Роб остановился у освещенной факелом книжной лавки и выбрал книгу; это оказался сборник рисунков. На всех была изображена одна и та же пара, мужчина и женщина, но каждый раз менялась поза, в которой они предавались любви. Такие позы Робу никогда и во сне не снились.

— Все шестьдесят четыре рисунка, господин, — сообщил торговец.

Роб и понятия не имел, почему шестьдесят четыре и что это значит. Ему было известно, что законы ислама запрещают изображать подобие человека, ибо сказано в Коране: Аллах (славен Он вовеки!) — единственный творец жизни. Но занятную книгу Роб все же купил. Потом направился туда, где продавали освежающие напитки (и где стоял неумолчный гам), спросил себе вина.

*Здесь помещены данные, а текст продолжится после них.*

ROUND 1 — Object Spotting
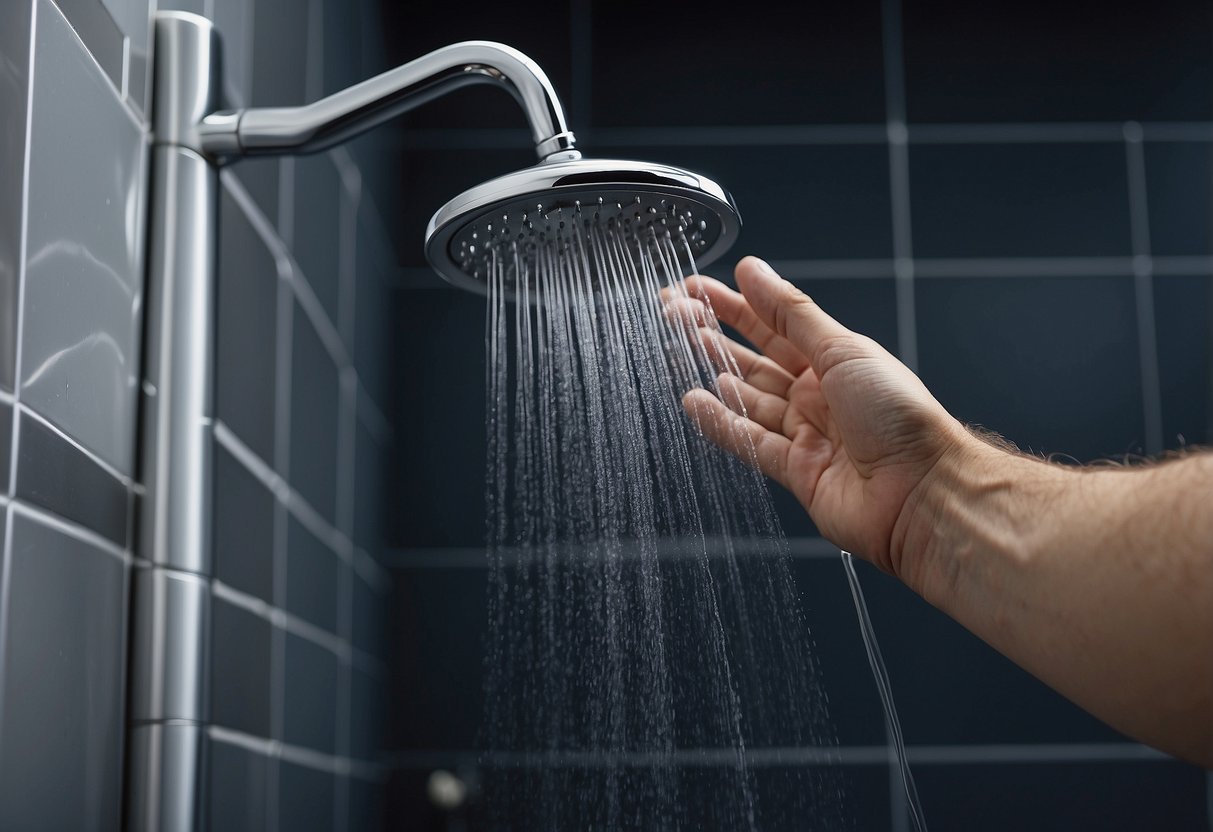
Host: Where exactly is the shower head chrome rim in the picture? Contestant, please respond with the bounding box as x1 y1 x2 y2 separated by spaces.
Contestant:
426 158 741 294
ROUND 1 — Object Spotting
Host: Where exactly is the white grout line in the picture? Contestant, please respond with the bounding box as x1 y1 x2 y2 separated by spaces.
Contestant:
383 121 1213 150
7 500 133 565
388 742 1177 771
211 579 351 659
1124 121 1164 455
220 169 352 366
13 401 136 489
43 0 152 138
354 547 392 595
358 380 395 446
206 725 386 782
270 174 295 830
121 34 131 101
213 420 354 562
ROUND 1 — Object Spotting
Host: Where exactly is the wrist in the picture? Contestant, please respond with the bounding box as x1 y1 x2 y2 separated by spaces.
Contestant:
892 422 1076 610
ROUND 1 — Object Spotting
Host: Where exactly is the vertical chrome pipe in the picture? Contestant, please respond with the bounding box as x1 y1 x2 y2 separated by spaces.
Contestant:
127 12 221 831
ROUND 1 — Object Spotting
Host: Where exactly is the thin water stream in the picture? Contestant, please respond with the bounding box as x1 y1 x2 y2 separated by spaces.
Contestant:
482 215 924 831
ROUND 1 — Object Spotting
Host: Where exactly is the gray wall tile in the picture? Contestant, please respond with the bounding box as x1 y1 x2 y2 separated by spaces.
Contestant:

— Вина не подаем. Здесь чайхана, чай подаем, — ответил ему женоподобный подавальщик. — Можно заказать чай, можно шербет, можно розовую воду, кипяченную с кардамоном.

— А что такое чай?

— Превосходный напиток. Кажется, его привозят из Индии. А может быть, он поступает к нам по Великому шелковому пути.

Роб заказал чай и блюдо со сластями.

— У нас есть отдельное помещение. Не желаете мальчика?

— Нет.

Напиток оказался очень горячим, янтарного цвета, не кислым и не сладким, но терпким. Роб не мог сразу решить, нравится ему или нет, зато сласти были отменные. Сверху, с окружающих майдан сводчатых галерей, полилась протяжная мелодия. Роб посмотрел в ту сторону — музыканты играли на сияющих начищенной медью трубах длиной в пять локтей [150]. Он сидел в тускло освещенной чайхане, рассматривал толпу и пил чай чашку за чашкой, пока сказитель не начал историю о Джамшиде, четвертом из легендарных царей-героев. Мифология привлекала Роба ничуть не больше, чем мужеложство, а потому он расплатился с подавальщиком и стал проталкиваться через толпу, оказавшись в конце концов на самом краю майдана. Немного постоял, разглядывая запряженные мулами повозки, которые медленно кружили по площади — Роб уже слышал о них от других учащихся медресе. Затем остановил один экипаж, отлично ухоженный, с нарисованной на дверце лилией.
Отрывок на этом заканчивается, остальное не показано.